Ce qui est pénible, quand on va à l’Opéra, c’est de s’habiller. On sort le frac des grands soirs, avec ses galons, ses tissus lourds, la canne, le chapeau – les cocottes et les femmes ont des gemmes jusqu’au bord des yeux, et c’est à celle qui fera ruisseler le plus de diamants et de perles. C’est un peu drôle à voir, au début, puis l’on se lasse. Cependant, il est d’autres charmes aux représentations de l’Opéra. Pas vraiment le spectacle, conventionnel à en mourir, avec les pièces du répertoire cent fois rejouées, mais … Mais il y a les amis que l’on y salue ; l’indigence même des interprètes qu’il est drôle de railler ; la jolie jambe des danseuses, sous la mousseline des jupes. Et cætera. Assez de menues choses, au final, pour que l’on sacrifie au devoir mondain de s’y montrer.
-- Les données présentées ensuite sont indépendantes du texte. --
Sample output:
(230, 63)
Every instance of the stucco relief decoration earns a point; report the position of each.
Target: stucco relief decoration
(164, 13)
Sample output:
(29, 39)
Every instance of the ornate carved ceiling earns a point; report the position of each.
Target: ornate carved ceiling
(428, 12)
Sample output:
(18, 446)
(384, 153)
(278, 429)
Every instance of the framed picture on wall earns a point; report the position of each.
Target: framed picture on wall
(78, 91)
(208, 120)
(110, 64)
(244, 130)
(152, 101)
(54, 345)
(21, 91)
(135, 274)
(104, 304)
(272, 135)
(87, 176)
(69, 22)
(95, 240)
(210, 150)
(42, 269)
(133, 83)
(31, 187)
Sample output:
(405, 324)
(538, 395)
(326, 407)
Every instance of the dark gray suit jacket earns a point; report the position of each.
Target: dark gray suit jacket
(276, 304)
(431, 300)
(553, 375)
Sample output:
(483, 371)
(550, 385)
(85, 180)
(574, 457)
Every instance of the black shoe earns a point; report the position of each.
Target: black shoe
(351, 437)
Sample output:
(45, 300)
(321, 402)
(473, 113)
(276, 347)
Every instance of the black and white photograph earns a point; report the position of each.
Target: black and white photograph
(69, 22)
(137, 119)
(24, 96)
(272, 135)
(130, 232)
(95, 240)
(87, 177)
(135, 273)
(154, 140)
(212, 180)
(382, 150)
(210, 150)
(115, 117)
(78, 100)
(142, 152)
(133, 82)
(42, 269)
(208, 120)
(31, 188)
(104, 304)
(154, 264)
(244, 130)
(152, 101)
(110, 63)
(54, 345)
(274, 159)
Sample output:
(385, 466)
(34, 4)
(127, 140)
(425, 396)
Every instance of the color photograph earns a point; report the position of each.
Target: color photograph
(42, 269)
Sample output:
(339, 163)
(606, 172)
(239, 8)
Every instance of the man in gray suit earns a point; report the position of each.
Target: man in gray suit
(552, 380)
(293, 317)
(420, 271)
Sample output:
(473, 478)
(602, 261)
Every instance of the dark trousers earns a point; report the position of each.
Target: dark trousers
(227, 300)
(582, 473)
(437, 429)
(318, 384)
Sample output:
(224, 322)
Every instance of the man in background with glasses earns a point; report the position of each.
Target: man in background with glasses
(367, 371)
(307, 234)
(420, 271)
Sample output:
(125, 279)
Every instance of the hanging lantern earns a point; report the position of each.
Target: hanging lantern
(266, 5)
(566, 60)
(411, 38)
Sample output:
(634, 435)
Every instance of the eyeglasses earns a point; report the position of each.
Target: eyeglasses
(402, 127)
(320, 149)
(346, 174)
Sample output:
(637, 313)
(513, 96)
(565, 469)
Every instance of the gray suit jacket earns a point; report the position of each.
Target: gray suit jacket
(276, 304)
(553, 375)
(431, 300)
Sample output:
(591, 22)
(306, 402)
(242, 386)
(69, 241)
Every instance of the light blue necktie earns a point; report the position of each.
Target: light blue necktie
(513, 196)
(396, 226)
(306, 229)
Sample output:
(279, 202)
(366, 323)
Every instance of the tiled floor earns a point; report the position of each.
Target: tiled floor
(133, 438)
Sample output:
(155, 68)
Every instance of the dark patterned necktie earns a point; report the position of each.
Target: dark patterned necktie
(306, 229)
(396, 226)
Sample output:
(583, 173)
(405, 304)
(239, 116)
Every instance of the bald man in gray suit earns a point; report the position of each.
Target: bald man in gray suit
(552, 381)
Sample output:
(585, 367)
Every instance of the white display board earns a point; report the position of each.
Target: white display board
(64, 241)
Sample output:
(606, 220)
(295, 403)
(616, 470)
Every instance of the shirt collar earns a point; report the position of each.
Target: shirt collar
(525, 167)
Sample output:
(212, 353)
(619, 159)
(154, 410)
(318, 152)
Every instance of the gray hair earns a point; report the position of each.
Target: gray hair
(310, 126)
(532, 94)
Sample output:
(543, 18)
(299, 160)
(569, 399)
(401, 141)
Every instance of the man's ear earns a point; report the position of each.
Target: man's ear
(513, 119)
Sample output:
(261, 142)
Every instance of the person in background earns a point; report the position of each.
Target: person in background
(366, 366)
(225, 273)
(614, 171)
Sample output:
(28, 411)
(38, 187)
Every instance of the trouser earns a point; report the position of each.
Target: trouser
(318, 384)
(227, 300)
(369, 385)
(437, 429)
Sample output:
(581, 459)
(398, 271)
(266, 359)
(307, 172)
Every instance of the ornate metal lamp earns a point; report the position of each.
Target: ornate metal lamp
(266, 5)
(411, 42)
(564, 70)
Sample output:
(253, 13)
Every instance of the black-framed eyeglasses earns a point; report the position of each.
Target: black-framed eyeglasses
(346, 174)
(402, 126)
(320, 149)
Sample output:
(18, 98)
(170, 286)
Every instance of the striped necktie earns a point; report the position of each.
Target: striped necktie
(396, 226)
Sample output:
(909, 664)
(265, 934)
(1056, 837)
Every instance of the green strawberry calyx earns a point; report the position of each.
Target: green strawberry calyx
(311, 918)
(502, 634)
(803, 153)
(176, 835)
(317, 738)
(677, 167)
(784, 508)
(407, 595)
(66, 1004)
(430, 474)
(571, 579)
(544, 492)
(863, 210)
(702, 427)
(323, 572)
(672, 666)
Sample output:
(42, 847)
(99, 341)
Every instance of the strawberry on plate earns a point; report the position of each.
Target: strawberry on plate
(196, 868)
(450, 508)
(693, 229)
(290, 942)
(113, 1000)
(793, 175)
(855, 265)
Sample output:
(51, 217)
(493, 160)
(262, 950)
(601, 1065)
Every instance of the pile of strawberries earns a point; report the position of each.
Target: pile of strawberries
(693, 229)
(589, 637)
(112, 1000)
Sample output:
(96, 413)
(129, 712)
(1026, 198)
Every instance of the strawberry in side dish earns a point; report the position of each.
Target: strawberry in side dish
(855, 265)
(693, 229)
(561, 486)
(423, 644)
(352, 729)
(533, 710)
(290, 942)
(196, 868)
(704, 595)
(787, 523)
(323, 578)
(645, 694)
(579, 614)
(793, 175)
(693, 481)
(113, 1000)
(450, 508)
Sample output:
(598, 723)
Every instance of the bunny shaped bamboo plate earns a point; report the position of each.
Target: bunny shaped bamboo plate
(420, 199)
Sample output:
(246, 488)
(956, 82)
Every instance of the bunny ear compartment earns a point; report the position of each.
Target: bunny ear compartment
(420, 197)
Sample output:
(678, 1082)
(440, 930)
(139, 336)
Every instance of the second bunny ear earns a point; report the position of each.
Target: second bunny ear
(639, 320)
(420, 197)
Ainsi Jean de Fréneuse était-il allé à l’Opéra ce soir. Il ne s’était pas inquiété de la représentation, l’œuvre ne faisant rien à l’affaire. Il s’y présenta, comme une fleur, et trouva une place grâce à un ami éploré qu'il dénicha derrière une colonne. Cela lui évitait d’aller en sa loge personnelle, ce qui l’arrangeait bien : il l’avait prêtée à M. Marigny pour ce soir et redoutait d’y croiser quelque butor féru de grand Art ou demandeur d’asile littéraire – M. Marigny avait de très mauvaises fréquentations. Aussi suivit-il Jacques Denfayre à une place de qualité moindre. On dansait Giselle, ce soir, une faderie romantique point trop mal faite, devenue insignifiante d’avoir été trop représentée. Jacques se morfondait –et Fréneuse ne doutait pas de son envie de ne point se morfondre seul.

Alors il parla. Pendant les danses paysannes, pendant le solo de l’héroïne, pendant les jurements d’amours du jeune premier, il parla. De l’inanité des choses, de la frivolité des femmes - des fouettés réussis de la danseuse, mais cela n'a rien à voir - de l’espérance tarie, des déterminismes sociaux et des naïvetés d’adolescence. C’était sensé consoler d’un chagrin d’amour, il pouvait faire ça très bien ! Mais à l’approche de l’entracte, devant l’innocence trahie, Jacques Denfayre qui avait eu le malheur de regarder la danse se leva, sans un mot, et alla spleener ailleurs tout à son aise. Fréneuse allait s’exclamer mais son regard se posa sur un inconnu qu’on avait posé là. Point de gants sur le rebord de la loge, point de chapeau à ses pieds. L'homme observait, l’œil loin de la scène comme beaucoup d’autres, et tour à tour se desséchait d’ennui – comme … beaucoup d’autres ? – ou s’abîmait dans de nouvelles contemplations. Le voyant, Jean de Fréneuse se sentit la mission d’un prophète, d’un bouffon, d'un amuseur public. Il passa sur la chaise laissée vacante et saluant d’un signe de tête, sans ambages, il se mit à parler. Après tout, ce Monsieur n’avait pas de chapeau.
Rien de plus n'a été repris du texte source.